1003. Clinical implications of emerging nonvaccine-serotype invasive pneumococcal disease among adults in the Republic of Korea in the era of protein conjugated pneumococcal vaccine
Session: Poster Abstract Session: Bacteremia and Endocarditis
Friday, October 5, 2018
Room: S Poster Hall
Background: In the Republic of Korea (ROK), protein conjugated vaccines (PCV13 and PCV10) in replacement of PCV7 have been used in children since 2010, and then included in the childhood national immunization program (NIP) in 2014. This study investigated indirect effect of PVCs on serotypes in PCV-naïve adult invasive pneumococcal disease (IPD) and its clinical implications.

Methods: A prospective observational cohort study was conducted, through the serotype surveillance program following the NIP implementation of 23-valent pneumococcal polysaccharide vaccine (PPV23) for elderly population (≥ 65 years) from 2013 to 2015. Clinical data and pneumococcal isolates from adult IPD patients (≥ 18 years) were collected from 20 hospitals. Clinical characteristics were compared between vaccine-serotype (VT) and nonvaccine-serotype (NVT) groups.

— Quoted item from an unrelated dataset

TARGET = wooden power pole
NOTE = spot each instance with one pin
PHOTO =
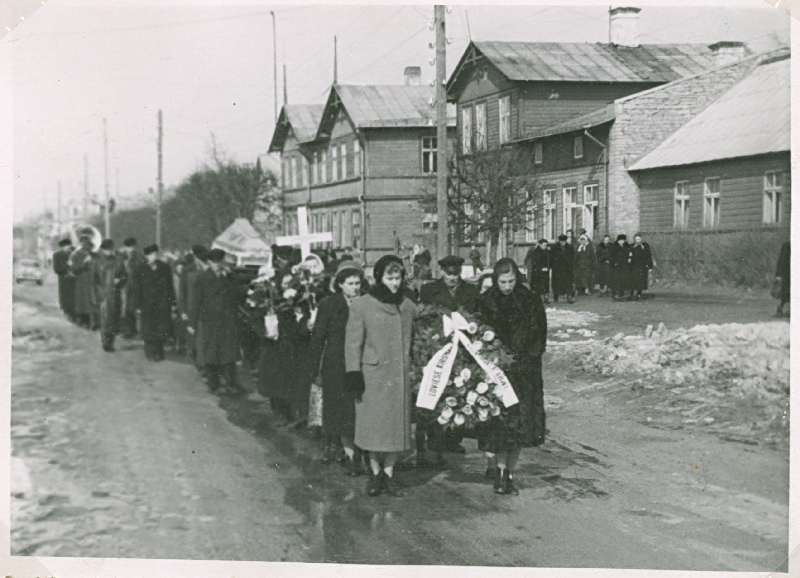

Results: Of a total of 319 IPD patients enrolled, 189 cases (59.2%) were available for serotypes. Among them, the proportion of PCV-naïve cases was 99.5% (188/189) and 189 patients consisted of NVT (n=64, 33.9%) and VT group (n=125, 66.1%). Compared to the previous study in the ROK (2004-2010), the proportion of PCV13 serotypes was decreased (61.4% vs 37.0%, P < 0.001) and PPV23 serotypes were stationary (71.5% vs 65.6%), but NVT serotypes were increased (23.4% vs 33.9%, P=0.033) in our study. The most common serotype was 3 (20.8%) and 34 (23.4%) in VT and NVT group, respectively. VT group had more bacteremic pneumonia (72.0% vs 48.4%, P=0.002). There was no difference of the case fatality rate between NVT and VT groups (29.7% vs 35.2%, P=0.447). Multiple logistic regression analysis showed that chronic kidney disease (odds ratio [OR] 10.26, 95% confidence interval [CI] 1.94-54.44, P=0.006), younger age of 18-49 years (OR 4.04, 95% CI 1.29-12.71, P=0.017), deep-seated infection (OR 3.73, 95% CI 1.34-10.39, P=0.012), meropenem resistance (OR 3.21, 95% CI 1.49-6.91, P=0.003) were significantly associated with NVT-IPD cases.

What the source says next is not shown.